RELATED:  60+ Foods to Help Elderly Gain Weight - A Dietitian’s Expert Recommendations

Collaboration with Healthcare Professionals

Collaboration with Healthcare Professionals
West Coast University

Coming up with elderly not eating solutions can require a team of healthcare professionals.  A Doctor can help to determine what the root cause of the issue is for appetite loss.  Seeking a Dietitian’s advice for elderly eating can help to give specific advice and develop a nutrition care plan that is specific to an elderly person once the root cause has been determined.

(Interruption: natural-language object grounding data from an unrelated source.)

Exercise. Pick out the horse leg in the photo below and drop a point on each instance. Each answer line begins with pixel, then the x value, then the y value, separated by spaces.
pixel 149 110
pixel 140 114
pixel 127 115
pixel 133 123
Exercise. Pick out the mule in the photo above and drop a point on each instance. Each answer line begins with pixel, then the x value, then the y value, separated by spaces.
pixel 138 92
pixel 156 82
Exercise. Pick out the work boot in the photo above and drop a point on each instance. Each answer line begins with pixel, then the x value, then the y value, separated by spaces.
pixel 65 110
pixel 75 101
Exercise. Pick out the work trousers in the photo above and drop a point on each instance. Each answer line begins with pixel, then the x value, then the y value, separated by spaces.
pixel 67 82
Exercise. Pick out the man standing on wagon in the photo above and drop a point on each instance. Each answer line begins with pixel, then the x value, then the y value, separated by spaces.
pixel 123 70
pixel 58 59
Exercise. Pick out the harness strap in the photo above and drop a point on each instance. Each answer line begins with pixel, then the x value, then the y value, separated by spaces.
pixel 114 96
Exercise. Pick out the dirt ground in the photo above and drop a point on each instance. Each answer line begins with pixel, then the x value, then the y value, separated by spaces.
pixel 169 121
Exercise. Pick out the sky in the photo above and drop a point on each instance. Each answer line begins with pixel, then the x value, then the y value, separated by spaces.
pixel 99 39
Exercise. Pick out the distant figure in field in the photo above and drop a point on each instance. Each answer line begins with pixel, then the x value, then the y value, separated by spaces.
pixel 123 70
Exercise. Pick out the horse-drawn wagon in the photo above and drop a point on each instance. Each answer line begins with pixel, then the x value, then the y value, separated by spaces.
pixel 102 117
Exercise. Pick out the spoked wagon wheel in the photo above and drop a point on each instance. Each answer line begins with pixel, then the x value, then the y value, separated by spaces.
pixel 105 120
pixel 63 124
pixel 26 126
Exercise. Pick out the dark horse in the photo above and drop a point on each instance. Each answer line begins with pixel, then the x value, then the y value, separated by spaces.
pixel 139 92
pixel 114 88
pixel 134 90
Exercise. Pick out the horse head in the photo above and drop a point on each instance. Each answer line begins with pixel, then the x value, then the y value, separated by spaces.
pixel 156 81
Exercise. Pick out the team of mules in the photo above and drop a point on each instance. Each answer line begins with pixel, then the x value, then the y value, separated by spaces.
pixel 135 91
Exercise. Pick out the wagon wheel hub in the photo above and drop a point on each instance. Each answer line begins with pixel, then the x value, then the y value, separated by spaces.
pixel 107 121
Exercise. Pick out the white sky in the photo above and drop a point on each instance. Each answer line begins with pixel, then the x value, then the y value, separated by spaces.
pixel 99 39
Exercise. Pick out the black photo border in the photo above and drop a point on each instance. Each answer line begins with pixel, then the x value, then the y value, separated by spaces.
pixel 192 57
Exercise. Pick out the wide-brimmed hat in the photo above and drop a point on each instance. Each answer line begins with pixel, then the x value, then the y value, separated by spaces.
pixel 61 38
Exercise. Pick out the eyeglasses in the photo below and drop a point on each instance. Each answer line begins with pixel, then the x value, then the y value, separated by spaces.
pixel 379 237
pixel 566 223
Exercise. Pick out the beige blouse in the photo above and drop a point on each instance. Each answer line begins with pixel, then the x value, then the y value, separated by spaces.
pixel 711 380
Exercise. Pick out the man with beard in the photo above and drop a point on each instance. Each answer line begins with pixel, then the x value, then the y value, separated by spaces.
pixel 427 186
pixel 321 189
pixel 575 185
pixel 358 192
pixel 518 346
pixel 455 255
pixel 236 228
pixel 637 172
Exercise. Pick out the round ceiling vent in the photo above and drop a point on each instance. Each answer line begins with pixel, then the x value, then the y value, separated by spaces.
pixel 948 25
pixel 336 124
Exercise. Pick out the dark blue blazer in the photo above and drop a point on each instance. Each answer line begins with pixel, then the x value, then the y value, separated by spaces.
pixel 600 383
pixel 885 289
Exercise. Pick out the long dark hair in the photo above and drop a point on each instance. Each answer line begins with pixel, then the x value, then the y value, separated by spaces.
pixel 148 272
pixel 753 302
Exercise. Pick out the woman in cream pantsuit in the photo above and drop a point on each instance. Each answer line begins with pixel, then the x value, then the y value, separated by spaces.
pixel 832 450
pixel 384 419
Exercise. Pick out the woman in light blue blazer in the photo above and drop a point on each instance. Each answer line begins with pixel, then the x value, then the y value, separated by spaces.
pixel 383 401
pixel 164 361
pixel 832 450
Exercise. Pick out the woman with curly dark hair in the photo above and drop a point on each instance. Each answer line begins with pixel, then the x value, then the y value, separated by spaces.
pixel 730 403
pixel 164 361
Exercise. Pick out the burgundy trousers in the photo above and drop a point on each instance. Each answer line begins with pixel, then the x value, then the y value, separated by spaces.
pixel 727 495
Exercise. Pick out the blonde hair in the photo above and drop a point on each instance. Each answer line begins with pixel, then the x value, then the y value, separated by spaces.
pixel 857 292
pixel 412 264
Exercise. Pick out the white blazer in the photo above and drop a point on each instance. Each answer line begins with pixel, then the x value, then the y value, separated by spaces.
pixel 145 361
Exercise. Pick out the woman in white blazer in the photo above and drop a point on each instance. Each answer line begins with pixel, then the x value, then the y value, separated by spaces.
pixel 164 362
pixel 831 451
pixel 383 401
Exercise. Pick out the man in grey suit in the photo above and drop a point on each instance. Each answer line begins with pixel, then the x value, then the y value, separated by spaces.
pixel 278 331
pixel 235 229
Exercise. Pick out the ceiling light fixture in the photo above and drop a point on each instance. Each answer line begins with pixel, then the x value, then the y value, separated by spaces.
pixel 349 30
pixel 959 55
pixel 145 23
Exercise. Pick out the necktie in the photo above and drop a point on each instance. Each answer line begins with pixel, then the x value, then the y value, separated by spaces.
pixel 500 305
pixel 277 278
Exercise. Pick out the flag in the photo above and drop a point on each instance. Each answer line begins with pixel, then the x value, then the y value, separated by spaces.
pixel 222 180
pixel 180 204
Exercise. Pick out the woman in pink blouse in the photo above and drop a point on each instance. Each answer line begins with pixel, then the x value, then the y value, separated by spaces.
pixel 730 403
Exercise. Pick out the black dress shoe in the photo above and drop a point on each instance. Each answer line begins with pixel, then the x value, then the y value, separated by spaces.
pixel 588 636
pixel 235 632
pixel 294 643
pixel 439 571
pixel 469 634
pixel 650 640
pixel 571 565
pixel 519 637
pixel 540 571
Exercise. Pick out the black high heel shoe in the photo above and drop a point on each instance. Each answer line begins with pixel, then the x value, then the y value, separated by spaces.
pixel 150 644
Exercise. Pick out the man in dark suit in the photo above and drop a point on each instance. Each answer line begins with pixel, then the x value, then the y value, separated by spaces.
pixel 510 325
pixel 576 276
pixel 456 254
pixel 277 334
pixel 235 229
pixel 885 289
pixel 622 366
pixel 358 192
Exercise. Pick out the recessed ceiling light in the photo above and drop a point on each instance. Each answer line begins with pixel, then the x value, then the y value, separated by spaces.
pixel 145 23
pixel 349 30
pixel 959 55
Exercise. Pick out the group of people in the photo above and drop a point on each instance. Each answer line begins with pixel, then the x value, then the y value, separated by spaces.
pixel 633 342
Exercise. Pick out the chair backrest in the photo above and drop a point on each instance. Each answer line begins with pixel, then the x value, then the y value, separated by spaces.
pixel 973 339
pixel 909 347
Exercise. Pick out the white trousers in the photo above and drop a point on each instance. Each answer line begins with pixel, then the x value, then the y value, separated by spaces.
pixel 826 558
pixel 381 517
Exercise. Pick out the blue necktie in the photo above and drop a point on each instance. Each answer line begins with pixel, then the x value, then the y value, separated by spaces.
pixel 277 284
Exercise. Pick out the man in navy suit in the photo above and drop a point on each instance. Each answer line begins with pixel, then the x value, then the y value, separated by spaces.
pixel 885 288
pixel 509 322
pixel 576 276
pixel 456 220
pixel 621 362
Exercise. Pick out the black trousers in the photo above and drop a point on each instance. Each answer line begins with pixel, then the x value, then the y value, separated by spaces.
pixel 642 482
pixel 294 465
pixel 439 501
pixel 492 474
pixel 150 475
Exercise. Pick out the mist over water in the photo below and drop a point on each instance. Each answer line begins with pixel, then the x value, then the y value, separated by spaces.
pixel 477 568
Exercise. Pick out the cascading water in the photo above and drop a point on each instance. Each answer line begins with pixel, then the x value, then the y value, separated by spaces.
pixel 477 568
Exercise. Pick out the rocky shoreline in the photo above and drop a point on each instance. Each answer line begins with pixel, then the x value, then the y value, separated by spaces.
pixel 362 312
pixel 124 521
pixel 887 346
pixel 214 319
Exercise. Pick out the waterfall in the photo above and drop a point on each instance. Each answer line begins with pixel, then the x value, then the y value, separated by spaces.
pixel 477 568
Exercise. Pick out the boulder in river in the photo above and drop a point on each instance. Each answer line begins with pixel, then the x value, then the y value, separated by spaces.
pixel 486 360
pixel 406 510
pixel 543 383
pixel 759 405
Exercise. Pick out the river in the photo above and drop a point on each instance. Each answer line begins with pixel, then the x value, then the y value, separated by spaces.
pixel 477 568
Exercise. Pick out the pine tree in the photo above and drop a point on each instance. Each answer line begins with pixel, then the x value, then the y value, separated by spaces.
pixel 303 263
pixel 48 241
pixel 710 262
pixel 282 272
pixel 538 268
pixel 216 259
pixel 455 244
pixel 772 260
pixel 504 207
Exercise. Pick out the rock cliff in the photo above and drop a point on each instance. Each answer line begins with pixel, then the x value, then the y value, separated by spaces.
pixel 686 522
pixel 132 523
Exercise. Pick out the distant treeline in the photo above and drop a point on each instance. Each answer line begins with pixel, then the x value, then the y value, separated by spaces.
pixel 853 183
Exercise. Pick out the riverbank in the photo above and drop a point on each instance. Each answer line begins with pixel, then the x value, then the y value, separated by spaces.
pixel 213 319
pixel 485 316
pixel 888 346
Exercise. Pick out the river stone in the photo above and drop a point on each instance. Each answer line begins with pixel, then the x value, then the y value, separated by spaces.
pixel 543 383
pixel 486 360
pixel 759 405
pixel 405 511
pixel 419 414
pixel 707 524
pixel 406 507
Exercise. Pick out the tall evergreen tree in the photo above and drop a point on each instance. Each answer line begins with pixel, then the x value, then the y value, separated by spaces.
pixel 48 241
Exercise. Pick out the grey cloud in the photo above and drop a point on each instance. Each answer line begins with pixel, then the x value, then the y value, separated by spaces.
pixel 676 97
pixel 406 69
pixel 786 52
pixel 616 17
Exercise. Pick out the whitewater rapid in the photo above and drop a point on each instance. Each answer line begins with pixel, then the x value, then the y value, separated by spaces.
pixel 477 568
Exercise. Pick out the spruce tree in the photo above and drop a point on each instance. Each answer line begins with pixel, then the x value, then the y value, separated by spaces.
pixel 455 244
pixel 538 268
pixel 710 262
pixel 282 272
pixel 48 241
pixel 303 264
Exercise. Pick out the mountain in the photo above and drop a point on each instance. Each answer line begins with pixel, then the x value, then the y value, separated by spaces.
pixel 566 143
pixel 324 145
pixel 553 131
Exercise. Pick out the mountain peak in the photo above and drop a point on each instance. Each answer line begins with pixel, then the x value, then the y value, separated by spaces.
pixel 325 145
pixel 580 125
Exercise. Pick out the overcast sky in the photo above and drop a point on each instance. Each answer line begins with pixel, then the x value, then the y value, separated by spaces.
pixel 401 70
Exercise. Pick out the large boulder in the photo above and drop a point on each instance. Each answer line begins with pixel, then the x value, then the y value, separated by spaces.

Roles of Healthcare Professionals

  • Dietitians: Provide detailed nutritional assessments, create personalized meal plans, and offer practical advice on enhancing food intake.
  • Doctors: Diagnose and manage underlying medical conditions that may affect appetite and eating habits. They can also monitor the patient’s overall health and make necessary adjustments to treatment plans.
  • Nurses and Caregivers: Implement the dietary and medical recommendations in daily care routines, ensuring that the patient’s nutritional needs are consistently met.

Benefits of a Collaborative Approach

  • Holistic Care: By addressing all aspects of the individual’s health, from medical to emotional and nutritional needs, the care team can develop a more holistic approach to improving appetite and food intake.
  • Comprehensive Assessments: Regular consultations and assessments help identify and address any changes in the elderly person’s condition, allowing for timely interventions.
  • Personalized Plans: A collaborative team can create and adjust personalized eating plans that are tailored to the individual’s preferences, abilities, and health conditions.

Working with a team of healthcare professionals is an excellent way to promote good food and fluid intake in elderly people.  

Support for Caregivers

Support for Caregivers
CDC

Caring for an elderly individual who refuses to eat can be emotionally and physically demanding for caregivers. Managing stress and maintaining well-being is crucial to providing effective care. Here are some tips to help caregivers cope better:

  1. Seek Emotional Support: Connect with support groups or counseling services to share experiences and gain advice from others in similar situations. Support groups provide a sense of community and can offer practical tips for managing stress.
  2. Take Breaks: Ensure regular breaks to rest and recharge. Respite care services can provide temporary relief, allowing caregivers to take time off to focus on their own health and well-being.
  3. Healthy Lifestyle: Maintain a healthy lifestyle by eating well, exercising regularly, and getting enough sleep. Physical activity, even in small amounts, can reduce stress and improve mood.
  4. Set Realistic Goals: Set achievable goals for both caregiving tasks and personal well-being. Avoid setting unrealistic expectations that can lead to burnout.
  5. Educate Yourself: Learn about the elderly individual’s health condition and nutritional needs. This knowledge can empower caregivers to make informed decisions and feel more in control.
  6. Professional Help: Don’t hesitate to seek professional help from dietitians, doctors, or therapists. They can provide expert advice and support, helping caregivers develop effective strategies to manage the elderly person’s nutritional needs.

Conclusion

Addressing the issue of elderly individuals refusing to eat requires a comprehensive approach that includes understanding the underlying causes, assessing nutritional risks, and implementing practical strategies to encourage eating. Nutritional supplements and professional guidance can play a crucial role in ensuring adequate nutrient intake.